A major challenge in implementing this functionality was that we had to rewrite a significant portion of the code to ensure background generation worked correctly. It was particularly important to create a mechanism for preserving context correctly, as it had to become fragmented and assembled in the right sequence just before the request. We addressed this by associating each context fragment with the corresponding chapter and adding a user choice history.

Also, in general, we reduced the size of prompts. Smaller requests lead to faster AI responses, as the machine takes longer to process large contexts. Of course, when shortening prompts, we ensured that the quality of generated stories remained intact. During testing by our team member Dmitry, it was discovered that shorter and less complex prompts led to better stories, although this might not seem obvious.

Should AI APIs be used in app development?

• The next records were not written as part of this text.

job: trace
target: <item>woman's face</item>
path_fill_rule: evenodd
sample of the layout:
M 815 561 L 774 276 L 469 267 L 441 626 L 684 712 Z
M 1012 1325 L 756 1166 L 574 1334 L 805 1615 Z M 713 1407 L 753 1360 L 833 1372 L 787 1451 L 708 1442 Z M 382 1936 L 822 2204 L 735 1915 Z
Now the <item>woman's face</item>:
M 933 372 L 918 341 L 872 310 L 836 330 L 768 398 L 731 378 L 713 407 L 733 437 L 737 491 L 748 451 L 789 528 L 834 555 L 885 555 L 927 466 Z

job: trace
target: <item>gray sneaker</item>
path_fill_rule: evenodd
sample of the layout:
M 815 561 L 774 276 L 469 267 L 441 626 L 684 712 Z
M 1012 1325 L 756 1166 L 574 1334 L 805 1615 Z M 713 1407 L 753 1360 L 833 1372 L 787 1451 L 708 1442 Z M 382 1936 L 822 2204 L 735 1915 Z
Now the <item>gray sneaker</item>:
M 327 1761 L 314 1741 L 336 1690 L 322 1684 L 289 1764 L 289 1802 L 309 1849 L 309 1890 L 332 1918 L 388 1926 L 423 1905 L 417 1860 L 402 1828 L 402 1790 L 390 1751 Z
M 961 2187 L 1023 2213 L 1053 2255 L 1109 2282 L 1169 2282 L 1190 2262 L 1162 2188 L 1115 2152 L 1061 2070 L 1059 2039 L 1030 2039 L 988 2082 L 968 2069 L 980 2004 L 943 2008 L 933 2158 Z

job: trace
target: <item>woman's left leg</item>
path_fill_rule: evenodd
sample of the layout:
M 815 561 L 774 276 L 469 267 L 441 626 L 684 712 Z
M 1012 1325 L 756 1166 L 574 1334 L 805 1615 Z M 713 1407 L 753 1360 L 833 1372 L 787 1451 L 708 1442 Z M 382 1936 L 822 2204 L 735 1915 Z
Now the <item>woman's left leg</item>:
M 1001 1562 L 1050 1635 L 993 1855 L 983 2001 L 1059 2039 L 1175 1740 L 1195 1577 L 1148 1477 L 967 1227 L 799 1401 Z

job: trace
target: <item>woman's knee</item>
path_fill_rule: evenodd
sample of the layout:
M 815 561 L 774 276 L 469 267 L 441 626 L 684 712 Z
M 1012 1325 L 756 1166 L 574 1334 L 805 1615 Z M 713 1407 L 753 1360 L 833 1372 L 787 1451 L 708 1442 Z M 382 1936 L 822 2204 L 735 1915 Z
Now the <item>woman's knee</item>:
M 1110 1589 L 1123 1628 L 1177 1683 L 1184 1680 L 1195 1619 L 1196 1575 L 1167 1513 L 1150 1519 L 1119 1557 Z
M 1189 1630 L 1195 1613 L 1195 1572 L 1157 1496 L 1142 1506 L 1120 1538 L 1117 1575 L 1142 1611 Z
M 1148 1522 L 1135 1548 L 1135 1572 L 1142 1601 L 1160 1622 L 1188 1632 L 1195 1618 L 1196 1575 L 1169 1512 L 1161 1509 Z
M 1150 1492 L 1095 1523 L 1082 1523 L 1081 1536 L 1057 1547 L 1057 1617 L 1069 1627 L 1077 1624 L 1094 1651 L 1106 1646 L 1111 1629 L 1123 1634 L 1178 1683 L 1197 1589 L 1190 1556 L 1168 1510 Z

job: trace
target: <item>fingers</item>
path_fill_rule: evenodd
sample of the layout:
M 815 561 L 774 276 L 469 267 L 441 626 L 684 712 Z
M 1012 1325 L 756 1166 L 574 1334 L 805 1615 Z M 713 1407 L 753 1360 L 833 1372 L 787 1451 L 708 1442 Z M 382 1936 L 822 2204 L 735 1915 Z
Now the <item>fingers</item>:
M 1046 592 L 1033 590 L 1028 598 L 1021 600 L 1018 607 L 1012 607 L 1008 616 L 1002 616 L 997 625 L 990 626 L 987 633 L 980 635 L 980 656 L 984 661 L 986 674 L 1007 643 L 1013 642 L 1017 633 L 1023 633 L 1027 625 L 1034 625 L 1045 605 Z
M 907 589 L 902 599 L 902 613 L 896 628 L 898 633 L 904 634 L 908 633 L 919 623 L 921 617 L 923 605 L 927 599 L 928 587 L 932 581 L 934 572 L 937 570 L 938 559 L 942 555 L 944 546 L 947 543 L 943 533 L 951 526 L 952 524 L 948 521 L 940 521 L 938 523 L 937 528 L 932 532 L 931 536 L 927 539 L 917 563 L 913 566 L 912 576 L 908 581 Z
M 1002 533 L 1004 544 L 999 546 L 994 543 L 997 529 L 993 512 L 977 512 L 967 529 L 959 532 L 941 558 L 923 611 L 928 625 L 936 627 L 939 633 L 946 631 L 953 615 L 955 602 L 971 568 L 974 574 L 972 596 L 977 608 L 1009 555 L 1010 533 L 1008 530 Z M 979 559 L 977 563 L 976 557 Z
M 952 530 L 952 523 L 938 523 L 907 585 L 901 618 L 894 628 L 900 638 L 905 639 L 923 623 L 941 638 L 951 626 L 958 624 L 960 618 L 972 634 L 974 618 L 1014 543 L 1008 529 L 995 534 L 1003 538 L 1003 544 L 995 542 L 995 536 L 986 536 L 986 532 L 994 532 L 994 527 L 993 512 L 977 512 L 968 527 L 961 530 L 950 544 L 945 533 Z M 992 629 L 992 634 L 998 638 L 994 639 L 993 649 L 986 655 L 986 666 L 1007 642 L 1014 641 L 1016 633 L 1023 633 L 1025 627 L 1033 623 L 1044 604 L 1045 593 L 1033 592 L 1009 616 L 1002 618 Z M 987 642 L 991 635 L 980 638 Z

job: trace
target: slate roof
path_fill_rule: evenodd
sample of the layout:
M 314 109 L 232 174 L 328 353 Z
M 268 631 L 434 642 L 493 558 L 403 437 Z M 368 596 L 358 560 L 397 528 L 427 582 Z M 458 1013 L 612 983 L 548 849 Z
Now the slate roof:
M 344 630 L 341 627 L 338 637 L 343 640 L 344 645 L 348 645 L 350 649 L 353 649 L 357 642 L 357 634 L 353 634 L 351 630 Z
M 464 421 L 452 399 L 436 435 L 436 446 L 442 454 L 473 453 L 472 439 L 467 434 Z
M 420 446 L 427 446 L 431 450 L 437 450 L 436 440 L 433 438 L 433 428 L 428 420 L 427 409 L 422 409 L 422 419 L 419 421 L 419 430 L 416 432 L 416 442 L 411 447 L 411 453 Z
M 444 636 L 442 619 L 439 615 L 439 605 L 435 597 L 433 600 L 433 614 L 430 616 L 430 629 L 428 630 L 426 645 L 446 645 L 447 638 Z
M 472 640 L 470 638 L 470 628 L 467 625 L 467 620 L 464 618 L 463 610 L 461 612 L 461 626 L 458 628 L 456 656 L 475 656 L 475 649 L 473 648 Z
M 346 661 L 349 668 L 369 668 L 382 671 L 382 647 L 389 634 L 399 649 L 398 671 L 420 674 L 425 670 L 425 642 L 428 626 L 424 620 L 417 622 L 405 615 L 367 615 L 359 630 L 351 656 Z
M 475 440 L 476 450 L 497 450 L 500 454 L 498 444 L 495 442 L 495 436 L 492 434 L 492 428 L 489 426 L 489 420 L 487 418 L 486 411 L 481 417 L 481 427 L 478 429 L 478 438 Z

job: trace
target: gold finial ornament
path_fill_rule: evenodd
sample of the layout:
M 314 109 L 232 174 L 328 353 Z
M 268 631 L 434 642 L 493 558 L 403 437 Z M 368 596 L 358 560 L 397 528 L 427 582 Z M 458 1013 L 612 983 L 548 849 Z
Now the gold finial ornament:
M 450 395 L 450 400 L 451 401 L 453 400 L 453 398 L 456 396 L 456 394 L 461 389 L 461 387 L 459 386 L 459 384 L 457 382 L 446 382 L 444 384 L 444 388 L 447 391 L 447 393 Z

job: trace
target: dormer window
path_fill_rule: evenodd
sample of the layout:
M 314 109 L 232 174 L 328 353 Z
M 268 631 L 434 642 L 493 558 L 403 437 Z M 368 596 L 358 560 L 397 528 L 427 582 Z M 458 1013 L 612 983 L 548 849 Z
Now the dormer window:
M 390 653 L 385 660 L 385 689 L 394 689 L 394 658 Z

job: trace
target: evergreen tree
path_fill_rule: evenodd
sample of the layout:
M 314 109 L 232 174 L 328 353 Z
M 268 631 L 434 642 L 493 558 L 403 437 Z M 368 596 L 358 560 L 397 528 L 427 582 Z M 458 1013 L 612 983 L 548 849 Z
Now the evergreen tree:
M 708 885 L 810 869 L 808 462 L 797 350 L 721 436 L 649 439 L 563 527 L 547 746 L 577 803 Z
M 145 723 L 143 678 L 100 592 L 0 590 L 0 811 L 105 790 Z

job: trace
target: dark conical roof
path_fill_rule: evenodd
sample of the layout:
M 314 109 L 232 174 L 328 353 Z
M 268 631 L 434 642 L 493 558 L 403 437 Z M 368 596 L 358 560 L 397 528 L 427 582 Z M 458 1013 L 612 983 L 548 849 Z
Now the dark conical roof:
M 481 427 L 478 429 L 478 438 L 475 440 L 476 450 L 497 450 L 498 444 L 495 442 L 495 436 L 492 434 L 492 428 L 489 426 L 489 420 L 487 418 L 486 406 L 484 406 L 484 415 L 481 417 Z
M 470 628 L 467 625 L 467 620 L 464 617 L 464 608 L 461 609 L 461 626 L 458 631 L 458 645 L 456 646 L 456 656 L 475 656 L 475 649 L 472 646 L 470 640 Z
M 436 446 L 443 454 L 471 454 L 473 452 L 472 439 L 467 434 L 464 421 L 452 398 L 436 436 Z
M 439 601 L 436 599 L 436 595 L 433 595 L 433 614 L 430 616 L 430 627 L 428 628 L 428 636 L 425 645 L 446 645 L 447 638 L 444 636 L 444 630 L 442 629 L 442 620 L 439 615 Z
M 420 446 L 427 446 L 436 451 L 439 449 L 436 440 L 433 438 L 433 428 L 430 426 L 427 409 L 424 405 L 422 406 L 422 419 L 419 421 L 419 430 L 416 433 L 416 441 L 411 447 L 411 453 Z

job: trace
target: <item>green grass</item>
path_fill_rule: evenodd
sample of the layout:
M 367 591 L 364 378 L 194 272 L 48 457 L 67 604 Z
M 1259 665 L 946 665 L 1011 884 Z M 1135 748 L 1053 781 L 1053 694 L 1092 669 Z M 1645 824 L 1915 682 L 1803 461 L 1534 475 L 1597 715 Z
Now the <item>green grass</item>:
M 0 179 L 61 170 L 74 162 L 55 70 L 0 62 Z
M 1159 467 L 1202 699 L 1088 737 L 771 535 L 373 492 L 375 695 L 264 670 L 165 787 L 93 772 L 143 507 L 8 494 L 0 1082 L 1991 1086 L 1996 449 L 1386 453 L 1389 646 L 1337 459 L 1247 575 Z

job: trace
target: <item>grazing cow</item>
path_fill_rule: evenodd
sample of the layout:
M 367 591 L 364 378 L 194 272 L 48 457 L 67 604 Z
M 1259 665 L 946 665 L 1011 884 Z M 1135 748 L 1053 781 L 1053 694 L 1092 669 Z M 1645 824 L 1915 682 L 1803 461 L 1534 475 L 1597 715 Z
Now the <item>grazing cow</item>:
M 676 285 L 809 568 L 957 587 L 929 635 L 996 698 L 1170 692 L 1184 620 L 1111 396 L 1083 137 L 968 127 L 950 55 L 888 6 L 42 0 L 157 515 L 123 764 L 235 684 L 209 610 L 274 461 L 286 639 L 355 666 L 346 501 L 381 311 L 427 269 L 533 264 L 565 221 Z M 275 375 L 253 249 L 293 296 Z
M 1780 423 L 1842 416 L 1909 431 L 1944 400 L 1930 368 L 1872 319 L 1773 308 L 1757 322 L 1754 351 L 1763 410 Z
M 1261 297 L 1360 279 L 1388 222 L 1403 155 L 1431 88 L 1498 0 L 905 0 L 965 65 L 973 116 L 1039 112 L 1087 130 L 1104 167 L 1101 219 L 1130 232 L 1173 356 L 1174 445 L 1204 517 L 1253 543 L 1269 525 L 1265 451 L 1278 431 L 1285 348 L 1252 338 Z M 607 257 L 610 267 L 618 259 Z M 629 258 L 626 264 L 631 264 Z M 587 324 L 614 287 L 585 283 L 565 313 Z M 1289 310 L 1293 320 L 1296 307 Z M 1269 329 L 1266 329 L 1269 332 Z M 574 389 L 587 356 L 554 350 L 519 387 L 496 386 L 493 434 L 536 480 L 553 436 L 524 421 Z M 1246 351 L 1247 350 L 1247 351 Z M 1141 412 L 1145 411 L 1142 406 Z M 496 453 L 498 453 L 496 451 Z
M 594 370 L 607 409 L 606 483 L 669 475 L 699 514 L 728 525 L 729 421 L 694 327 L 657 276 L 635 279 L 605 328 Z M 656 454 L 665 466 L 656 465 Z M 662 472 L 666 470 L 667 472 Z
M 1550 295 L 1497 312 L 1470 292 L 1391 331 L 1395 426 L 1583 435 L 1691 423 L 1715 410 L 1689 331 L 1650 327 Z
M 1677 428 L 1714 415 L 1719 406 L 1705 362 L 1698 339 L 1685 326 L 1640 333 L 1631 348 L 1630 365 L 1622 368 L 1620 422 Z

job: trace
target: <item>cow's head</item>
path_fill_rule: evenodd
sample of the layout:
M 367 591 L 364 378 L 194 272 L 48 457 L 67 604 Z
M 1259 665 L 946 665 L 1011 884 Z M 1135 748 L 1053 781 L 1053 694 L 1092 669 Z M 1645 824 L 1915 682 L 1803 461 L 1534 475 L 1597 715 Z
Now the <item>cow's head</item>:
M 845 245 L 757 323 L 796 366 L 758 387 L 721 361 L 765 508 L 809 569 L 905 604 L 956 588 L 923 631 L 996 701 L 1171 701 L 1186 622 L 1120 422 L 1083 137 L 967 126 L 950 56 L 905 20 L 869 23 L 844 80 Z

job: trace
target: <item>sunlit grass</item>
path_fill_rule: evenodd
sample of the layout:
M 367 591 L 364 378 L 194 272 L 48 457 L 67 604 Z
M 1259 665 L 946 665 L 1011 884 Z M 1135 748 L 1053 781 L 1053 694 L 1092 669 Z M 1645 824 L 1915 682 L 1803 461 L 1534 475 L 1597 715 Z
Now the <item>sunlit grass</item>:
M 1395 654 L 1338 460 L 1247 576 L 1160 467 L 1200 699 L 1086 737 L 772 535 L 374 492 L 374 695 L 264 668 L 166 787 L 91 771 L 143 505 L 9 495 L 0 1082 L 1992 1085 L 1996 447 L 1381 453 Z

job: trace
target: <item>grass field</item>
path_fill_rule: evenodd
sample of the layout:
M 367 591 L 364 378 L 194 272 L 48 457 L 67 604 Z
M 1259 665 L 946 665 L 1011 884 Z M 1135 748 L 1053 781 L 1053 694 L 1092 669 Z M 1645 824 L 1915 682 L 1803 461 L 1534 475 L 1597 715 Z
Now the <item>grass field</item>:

I've attempted to provide a comprehensive description of our experience working with the ChatGPT API, revealing key issues and their solutions. Importantly, it seems that the true challenge lies in the fact that this technology is still very unstable. Many aspects haven't been thoroughly tested, and due to this, our problems arose.

Furthermore, as you may have noticed, there's a recent trend where users claim that ChatGPT has become "dumber" and worse at providing answers. This isn't surprising, as the tool is actively being developed, and new versions are constantly released; as a result, something can go wrong. For those who use AI in development, this means their product becomes even more unstable. Additionally, OpenAI not only rapidly develops new versions but also quickly stops supporting older ones, which means developers can't choose a version and stick with it for several years.

Therefore, when developing such products, it's important to anticipate all the costs involved, understanding that in some cases, users may need refunds, and in others, developers might have to rewrite not only the prompts but also the API interaction service.

Overall, it seems that this technology has a bright future, and it's crucial to learn how to work with it now to remain competitive in the market.